The concept of 60-foot shipping containers recently underwent tests at a Canadian Pacific Railway terminal in Ontario with an eye to launching them into service later this year. CP conducted the testing on behalf of Canadian Tire Corporation, which expects the longer containers to “revolutionize the movement of goods,” according to Neil McKenna, Canadian Tire’s Vice-President of Transportation.

The new container will allow for 13 per cent more payload, which will reduce costs and greenhouse gas emissions, Mr. McKenna said in an email response to questions from Canadian Sailings about the program. “Innovations like this could lead to improved productivity for Canadian Pacific,” said Mathieu Faure, CP’s Vice-President of Intermodal, also via email.

The testing involved strapping 3.5-foot blocks of Styrofoam to each end of a 53-foot container to mock up the dimensions of a 60-foot container. That process helps determine if the containers are suitable for intermodal rail. The containers would be transportable by either truck or rail.

Exactly when the containers will go into service hasn’t been made public. A Canadian Tire spokesperson said that the company wasn’t prepared to share any more information at this time. The company confirmed, however, that it plans to run one of the new containers on each of the following four routes: Toronto-Vancouver; Toronto-Calgary; Toronto-Halifax; and intra-Ontario lanes. Testing took place at Canadian Pacific’s terminal in Vaughan, Ont.

U.S.-based American Intermodal Container Manufacturing Inc. is manufacturing the containers while Max-Atlas Equipment International Inc. of St-Jean-sur-Richelieu, Que., has developed the containers’ chassis. Before it can put the 60-foot containers into service, Canadian Tire has to receive approval from provincial transportation ministries to operate in those jurisdictions, Mr. McKenna said. The American Association of Railroads also has to determine “that this intermodal unit meets all the specifications required to safely integrate into the existing Intermodal rail networks,” Mr. McKenna added.

Port drayage won’t be any concern because the 60-foot containers won’t be used on vessels — at least not yet. “Ultimately we may use these units for short sea service to Newfoundland and Vancouver Island and we are working with the marine providers in these markets to see what (if any) changes need to occur for this to become operational for marine purposes,” Mr. McKenna said.
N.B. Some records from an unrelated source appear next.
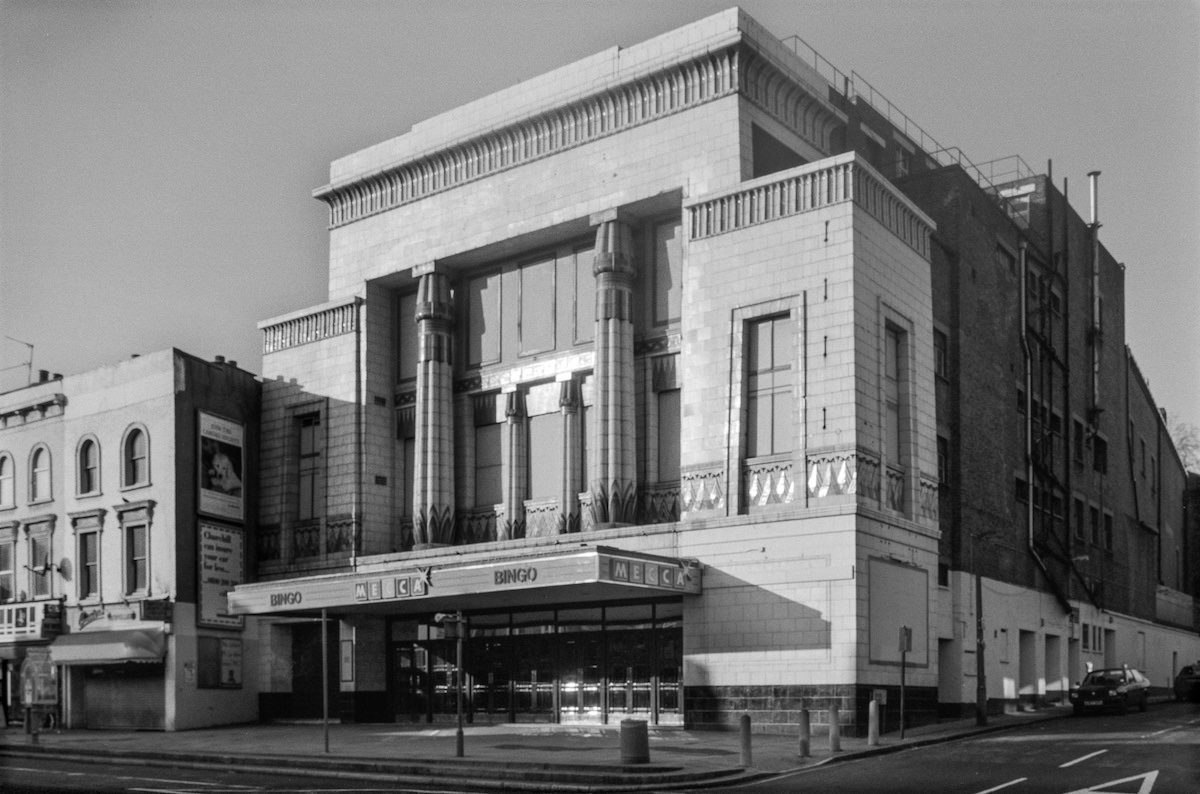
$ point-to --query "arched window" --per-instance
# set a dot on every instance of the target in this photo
(7, 488)
(137, 458)
(89, 467)
(40, 475)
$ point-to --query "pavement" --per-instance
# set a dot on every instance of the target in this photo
(523, 757)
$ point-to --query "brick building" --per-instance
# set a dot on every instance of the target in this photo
(125, 498)
(693, 384)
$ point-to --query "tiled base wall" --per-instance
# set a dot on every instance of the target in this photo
(777, 709)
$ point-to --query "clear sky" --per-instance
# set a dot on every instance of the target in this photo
(157, 158)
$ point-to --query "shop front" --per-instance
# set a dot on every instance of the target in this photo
(114, 668)
(24, 626)
(592, 636)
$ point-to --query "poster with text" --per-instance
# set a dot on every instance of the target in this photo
(222, 567)
(222, 462)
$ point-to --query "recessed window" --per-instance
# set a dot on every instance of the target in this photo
(769, 422)
(137, 559)
(1099, 455)
(489, 465)
(39, 564)
(7, 489)
(667, 272)
(7, 559)
(89, 467)
(669, 419)
(89, 565)
(311, 493)
(40, 475)
(137, 458)
(940, 365)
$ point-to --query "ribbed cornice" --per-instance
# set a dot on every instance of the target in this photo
(708, 77)
(845, 178)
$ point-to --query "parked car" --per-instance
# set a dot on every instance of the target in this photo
(1187, 683)
(1115, 687)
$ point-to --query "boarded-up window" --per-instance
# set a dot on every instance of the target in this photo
(538, 306)
(484, 319)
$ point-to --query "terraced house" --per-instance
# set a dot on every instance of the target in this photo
(126, 497)
(660, 377)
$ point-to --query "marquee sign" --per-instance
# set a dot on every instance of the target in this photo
(587, 566)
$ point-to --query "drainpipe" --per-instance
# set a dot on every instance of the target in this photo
(1093, 180)
(1029, 407)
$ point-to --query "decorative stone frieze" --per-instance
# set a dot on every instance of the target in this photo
(702, 488)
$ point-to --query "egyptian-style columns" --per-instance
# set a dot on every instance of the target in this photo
(570, 404)
(433, 501)
(613, 449)
(516, 465)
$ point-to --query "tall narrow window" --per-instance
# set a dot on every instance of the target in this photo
(484, 319)
(585, 295)
(489, 465)
(7, 492)
(311, 494)
(137, 559)
(940, 362)
(89, 467)
(137, 458)
(40, 475)
(545, 456)
(893, 374)
(669, 435)
(769, 386)
(537, 323)
(667, 272)
(1099, 455)
(406, 349)
(89, 565)
(7, 560)
(39, 560)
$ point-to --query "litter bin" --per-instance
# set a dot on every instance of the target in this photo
(635, 744)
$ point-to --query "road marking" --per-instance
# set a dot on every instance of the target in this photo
(1147, 785)
(996, 788)
(1083, 758)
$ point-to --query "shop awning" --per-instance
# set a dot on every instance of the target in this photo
(469, 581)
(109, 647)
(11, 651)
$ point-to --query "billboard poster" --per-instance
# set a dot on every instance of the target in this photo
(222, 461)
(222, 567)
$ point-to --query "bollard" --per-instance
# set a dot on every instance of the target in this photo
(635, 744)
(805, 734)
(747, 756)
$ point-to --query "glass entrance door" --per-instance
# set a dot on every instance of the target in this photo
(581, 671)
(409, 683)
(630, 665)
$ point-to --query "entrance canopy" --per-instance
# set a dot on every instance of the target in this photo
(109, 647)
(589, 573)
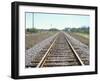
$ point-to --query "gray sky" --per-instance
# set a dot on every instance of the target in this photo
(59, 21)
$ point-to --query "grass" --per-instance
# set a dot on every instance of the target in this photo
(86, 35)
(33, 38)
(83, 37)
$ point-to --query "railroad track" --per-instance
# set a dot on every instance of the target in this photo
(59, 53)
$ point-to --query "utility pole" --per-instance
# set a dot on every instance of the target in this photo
(33, 20)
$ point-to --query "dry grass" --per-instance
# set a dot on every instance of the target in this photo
(33, 38)
(84, 39)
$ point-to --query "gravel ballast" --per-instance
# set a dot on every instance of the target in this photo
(34, 51)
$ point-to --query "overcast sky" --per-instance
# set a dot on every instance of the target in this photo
(59, 21)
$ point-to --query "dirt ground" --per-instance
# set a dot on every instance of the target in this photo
(33, 38)
(80, 38)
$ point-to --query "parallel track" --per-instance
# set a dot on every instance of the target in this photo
(59, 53)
At present Canadian Tire only drays 40-foot containers for transloading, in which the goods are transferred to longer containers. “Our fleet stays within Canada so ocean lines do not have to make any modifications” to handle the 60-foot containers, he added.

Mr. McKenna expects trucking companies to embrace the 60-foot containers because they will improve productivity and have an environmentally friendly impact. “CP is supporting innovation and has been very open and responsive to the container,” Mr. Faure said.

Joe Lynch, team leader of Vehicle and Dimensions for Ontario’s Ministry of Transportation, described the 60-foot container program as “a pretty good initiative” for Canadian Tire. “They’re looking to reduce their global greenhouse gases, their carbon footprint and all those kind of things,” Mr. Lynch said. “And they are one of the leaders in multimodal.” However, he wasn’t at liberty to reveal too many details of the 60-foot container initiative, although he did say that it was part of a larger program that also includes Walmart’s 60-foot, six-inch specialized drop-deck trailers. In both cases, the overall length of the truck and trailer is within the 23-metre limit (or 75.5 feet) standard across Canada, he noted. “We were the first to move forward with this as a pilot and obviously carriers are interested in doing this in other provinces,” Mr. Lynch said.